TorchLean: Verified Neural Networks in Lean
After a year of working on TorchLean, I keep coming back to one question: when we say something about a neural network, which exact computation are we talking about?
That sounds pedantic until you follow a real ML workflow. A model may be written as Python code, trained into a checkpoint, exported to ONNX or another graph format, simplified by a compiler, executed through CUDA kernels, and then checked by a verifier that reads yet another artifact. None of those steps is suspicious by itself. The problem is that each step can change a convention: tensor layout, broadcasting, preprocessing, numerical precision, fused operations, masks, cache state, or parameter order.
So by “drift,” I mean something concrete. The verifier may check a graph after export, while deployment runs a fused kernel. A theorem may talk about real numbers, while the model runs in Float32. A text model may be trained with one tokenizer and sampled with another. A certificate may name an input box, but the runtime path may normalize inputs differently. The bug is not always that the code crashes. Often the code runs, but the claim has quietly moved away from the computation.
For the past year, I have been working on TorchLean in the AI for science environment around Anima Anandkumar’s group at Caltech.8 That context shaped the project. In scientific computing, a neural network is often not just a predictor; it is part of a larger claim about a PDE, a controller, a geometry pipeline, a simulator, or a physical system.
TorchLean is my attempt to make that drift harder to ignore. It puts neural-network programs inside Lean so that the model, graph, gradient rule, certificate, Float32 assumption, and runtime artifact can be named in one formal setting.
Why this feels urgent now
Two things are happening at the same time.
The first is that code is becoming easier to produce than to understand. AI assistants can now write scripts, wrappers, exporters, kernels, and verifier harnesses quickly. That is genuinely useful. But it shifts the bottleneck: the hard part is no longer only writing code, but knowing what computation the code implements and whether that claim survived all the interfaces it crossed.

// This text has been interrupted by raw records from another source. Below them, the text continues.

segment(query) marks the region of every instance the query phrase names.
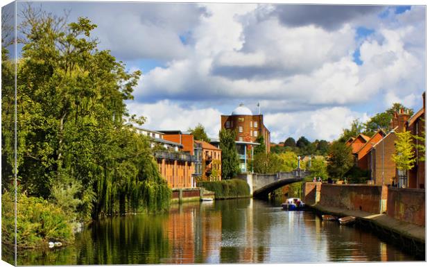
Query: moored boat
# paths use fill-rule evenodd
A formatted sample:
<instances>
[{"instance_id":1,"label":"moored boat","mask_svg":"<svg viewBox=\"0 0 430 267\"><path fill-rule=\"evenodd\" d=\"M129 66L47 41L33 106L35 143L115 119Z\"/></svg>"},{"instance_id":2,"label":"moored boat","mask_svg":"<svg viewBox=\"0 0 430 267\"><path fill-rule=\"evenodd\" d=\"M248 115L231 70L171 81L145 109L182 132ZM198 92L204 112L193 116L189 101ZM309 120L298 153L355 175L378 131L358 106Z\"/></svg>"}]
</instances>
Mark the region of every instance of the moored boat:
<instances>
[{"instance_id":1,"label":"moored boat","mask_svg":"<svg viewBox=\"0 0 430 267\"><path fill-rule=\"evenodd\" d=\"M355 217L347 216L346 217L339 218L339 223L341 225L352 224L355 222Z\"/></svg>"},{"instance_id":2,"label":"moored boat","mask_svg":"<svg viewBox=\"0 0 430 267\"><path fill-rule=\"evenodd\" d=\"M304 207L304 203L298 198L291 198L286 200L282 205L282 209L289 211L302 210Z\"/></svg>"},{"instance_id":3,"label":"moored boat","mask_svg":"<svg viewBox=\"0 0 430 267\"><path fill-rule=\"evenodd\" d=\"M336 221L337 218L334 216L333 215L322 215L321 216L322 218L322 221Z\"/></svg>"}]
</instances>

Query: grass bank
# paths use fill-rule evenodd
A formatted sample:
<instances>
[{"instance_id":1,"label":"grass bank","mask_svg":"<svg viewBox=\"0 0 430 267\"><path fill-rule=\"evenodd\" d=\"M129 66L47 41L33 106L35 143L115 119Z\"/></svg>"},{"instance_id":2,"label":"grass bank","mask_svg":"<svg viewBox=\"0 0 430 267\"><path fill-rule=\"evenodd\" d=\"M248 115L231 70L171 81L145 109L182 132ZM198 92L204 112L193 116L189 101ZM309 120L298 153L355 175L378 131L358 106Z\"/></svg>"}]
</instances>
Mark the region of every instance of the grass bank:
<instances>
[{"instance_id":1,"label":"grass bank","mask_svg":"<svg viewBox=\"0 0 430 267\"><path fill-rule=\"evenodd\" d=\"M198 187L215 193L215 199L248 198L250 196L248 183L240 179L200 182Z\"/></svg>"}]
</instances>

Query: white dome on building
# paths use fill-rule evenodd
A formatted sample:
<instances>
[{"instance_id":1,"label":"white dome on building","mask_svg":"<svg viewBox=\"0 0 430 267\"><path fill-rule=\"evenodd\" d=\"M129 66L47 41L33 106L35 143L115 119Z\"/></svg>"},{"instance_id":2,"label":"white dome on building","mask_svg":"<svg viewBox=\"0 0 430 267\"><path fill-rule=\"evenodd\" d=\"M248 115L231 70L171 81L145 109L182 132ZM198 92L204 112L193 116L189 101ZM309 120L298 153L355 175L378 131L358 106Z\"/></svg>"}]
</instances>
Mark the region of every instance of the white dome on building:
<instances>
[{"instance_id":1,"label":"white dome on building","mask_svg":"<svg viewBox=\"0 0 430 267\"><path fill-rule=\"evenodd\" d=\"M251 110L246 107L243 104L241 103L239 107L236 107L232 112L232 115L252 115Z\"/></svg>"}]
</instances>

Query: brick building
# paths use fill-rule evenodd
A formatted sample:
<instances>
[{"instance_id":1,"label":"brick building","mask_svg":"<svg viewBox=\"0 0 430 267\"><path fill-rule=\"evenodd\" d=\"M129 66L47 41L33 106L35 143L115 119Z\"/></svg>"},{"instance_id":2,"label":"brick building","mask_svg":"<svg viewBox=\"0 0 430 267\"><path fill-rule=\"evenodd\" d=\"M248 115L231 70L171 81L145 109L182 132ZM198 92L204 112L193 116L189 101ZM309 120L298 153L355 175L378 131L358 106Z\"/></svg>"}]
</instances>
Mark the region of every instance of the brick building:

This is the part of “vibe coding” that interests me most. Karpathy’s phrase captures a real change in programming practice, and Collins later named vibe coding its 2025 word of the year.1 For scientific ML, the consequence is not that expertise matters less. It is that checks matter more: shape checks, mask checks, graph checks, certificate checks, numerical checks, and contracts around external tools.
The second is that theorem proving and formal verification are being pulled into the mainstream software conversation. The bigger idea is vericoding: AI-assisted programming where code is generated together with formal specifications, proofs, or certificates that a checker can reject if they are wrong. Max Tegmark and collaborators use the term for LLM-generation of formally verified code from formal specifications, explicitly contrasting it with vibe coding.2 I fully believe some version of this is the future. I do not want AI systems only to produce more plausible glue code. I want them to help produce artifacts that carry checkable contracts.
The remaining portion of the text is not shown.